It should not be possible for a quarterback to run toward the line of scrimmage, leave his feet for a pump fake, come back to the ground, and then outrace the defense for a 61-yard touchdown.

But that’s what Justin Fields did on Sunday and such plays are becoming a weekly occurrence.

What makes Fields special isn’t just what he’s doing, it’s that so often the defense appears to be in position to make a play and they don’t because he is too good. Perhaps most telling are the comments from opponents. 

Melvin Ingram has been around the block, he said Fields is special five times. Jaelan Phillips called him a monster, Mike McDaniel said Fields is “as dynamic with the ball in his hands as any player in the league really.”

Luke Getsy deserves credit for checking his ego and installing an offense that works for his quarterback. It’s fair to question why it took so long to do that, but that’s old history. The true challenge for Getsy will be coming up with a counter when opponents are able to adjust.

That said, the Bears offense is taking off because of the quarterback.

Did Poles Mess Up?

Imagine if this offense was paired with a top fifteen defense? It isn’t that crazy because that’s exactly what the Bears had prior to the trades of Robert Quinn and Roquan Smith.

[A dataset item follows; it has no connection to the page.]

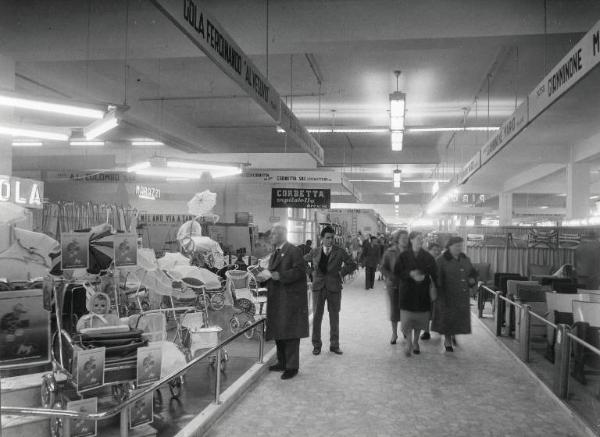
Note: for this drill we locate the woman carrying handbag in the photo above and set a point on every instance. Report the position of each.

When the Bears entered the season, the common thought was that the defense would be good, and the offense would be only as good as Justin Fields. That proved true through the first seven weeks as the team struggled to score points. The defense was still pretty good.

Now they have an offense that looks like an absolute machine, but they’re still not likely to win many more games simply because their defense cannot get a stop.